The distinction between the two comes down to how fast the cells are dividing and whether dead tissue is visible in the tumor. Typical carcinoids show minimal cell division and no internal tissue death. Atypical carcinoids show more active division and may contain areas of dead tissue. Both types are more often treated with surgery than with chemotherapy.
Pancoast Tumors
Pancoast tumors aren’t a separate cell type. They’re defined by location: the very top of the lung, at the apex near the first rib. Any type of NSCLC can form here, but the location creates a unique set of symptoms. As the tumor grows, it presses into the bundle of nerves that runs from the spine into the arm (the brachial plexus) and into nearby nerve structures in the neck.
The result is a distinctive pattern: severe pain in the shoulder and arm, numbness or tingling in the hand (especially the ring finger, pinky, and inner forearm), and weakness in the small muscles of the hand that control grip. If the tumor invades a particular nerve chain in the neck, it can cause a drooping eyelid, a smaller pupil, and loss of sweating on that side of the face. This combination is called Horner syndrome. Because these symptoms mimic orthopedic or nerve problems, Pancoast tumors are sometimes misdiagnosed for months before the true cause is found.
Lung Cancer in Never-Smokers
While smoking remains the leading cause of lung cancer overall, the disease does occur in people who have never smoked. Lung cancer in never-smokers is almost exclusively NSCLC, with adenocarcinoma dominating at 93% of cases. These cancers are more likely to carry the specific gene mutations that respond to targeted therapies, which means treatment options can actually be broader for some never-smokers than for smokers with squamous cell or small cell disease.
The causes in never-smokers aren’t fully explained, but known risk factors include radon exposure, secondhand smoke, air pollution, and inherited genetic susceptibility. Because these patients often lack the classic risk profile, their cancers may be caught later, making awareness of adenocarcinoma’s existence outside of smoking particularly important.

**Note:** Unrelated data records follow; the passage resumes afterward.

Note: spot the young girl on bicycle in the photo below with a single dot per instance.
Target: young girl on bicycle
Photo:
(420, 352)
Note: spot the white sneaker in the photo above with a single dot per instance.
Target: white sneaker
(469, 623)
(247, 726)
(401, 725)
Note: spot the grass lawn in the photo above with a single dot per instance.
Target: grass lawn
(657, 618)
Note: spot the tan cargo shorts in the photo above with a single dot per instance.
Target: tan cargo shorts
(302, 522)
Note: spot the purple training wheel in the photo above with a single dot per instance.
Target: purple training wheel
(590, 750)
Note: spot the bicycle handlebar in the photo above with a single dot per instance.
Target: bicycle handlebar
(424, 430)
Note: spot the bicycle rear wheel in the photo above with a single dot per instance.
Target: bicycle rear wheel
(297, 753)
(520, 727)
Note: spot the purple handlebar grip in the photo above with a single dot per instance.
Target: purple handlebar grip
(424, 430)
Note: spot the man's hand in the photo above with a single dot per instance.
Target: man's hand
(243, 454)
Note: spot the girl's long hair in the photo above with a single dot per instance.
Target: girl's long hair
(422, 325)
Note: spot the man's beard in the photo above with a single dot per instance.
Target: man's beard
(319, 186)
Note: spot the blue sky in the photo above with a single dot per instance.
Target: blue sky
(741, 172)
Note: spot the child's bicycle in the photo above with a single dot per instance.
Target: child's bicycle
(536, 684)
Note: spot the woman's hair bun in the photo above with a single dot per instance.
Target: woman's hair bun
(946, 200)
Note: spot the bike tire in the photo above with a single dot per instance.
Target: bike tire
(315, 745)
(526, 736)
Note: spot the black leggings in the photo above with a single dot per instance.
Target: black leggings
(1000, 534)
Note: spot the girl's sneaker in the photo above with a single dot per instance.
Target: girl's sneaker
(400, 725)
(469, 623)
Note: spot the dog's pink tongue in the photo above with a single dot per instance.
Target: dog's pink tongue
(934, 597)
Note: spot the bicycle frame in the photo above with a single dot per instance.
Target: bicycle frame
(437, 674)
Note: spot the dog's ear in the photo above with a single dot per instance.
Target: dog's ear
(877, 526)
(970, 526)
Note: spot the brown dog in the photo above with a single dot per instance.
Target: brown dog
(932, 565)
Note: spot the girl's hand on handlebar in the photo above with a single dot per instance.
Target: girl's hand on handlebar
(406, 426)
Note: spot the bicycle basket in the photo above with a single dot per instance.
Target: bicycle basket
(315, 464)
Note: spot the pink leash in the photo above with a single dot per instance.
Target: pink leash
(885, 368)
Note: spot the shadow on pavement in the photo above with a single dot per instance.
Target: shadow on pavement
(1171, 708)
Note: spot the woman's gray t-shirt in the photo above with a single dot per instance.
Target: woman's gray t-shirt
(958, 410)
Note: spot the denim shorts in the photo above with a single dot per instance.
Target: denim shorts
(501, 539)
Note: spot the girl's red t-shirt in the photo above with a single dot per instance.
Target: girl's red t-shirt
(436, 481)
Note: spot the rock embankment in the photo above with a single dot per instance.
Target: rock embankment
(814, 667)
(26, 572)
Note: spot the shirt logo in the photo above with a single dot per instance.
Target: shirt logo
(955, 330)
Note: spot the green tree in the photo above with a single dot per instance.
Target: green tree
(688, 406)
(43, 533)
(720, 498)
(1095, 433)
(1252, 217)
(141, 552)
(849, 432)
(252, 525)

Why the Type Matters for Treatment
Identifying the exact type of lung cancer is one of the first and most consequential steps after diagnosis. A biopsy sample is examined under a microscope to determine whether it’s NSCLC or SCLC, and if it’s NSCLC, which subtype. For adenocarcinomas, further molecular testing checks for treatable gene mutations and protein markers. This testing can take one to two weeks but directly determines whether you’re a candidate for targeted therapy, immunotherapy, or chemotherapy.
The practical difference is significant. A patient with an EGFR-mutated adenocarcinoma may take a daily pill with relatively manageable side effects, while someone with small cell lung cancer typically receives intensive chemotherapy cycles in an infusion center. Two people with “lung cancer” can have fundamentally different diseases, different treatment experiences, and different outlooks based entirely on which type of cell went wrong.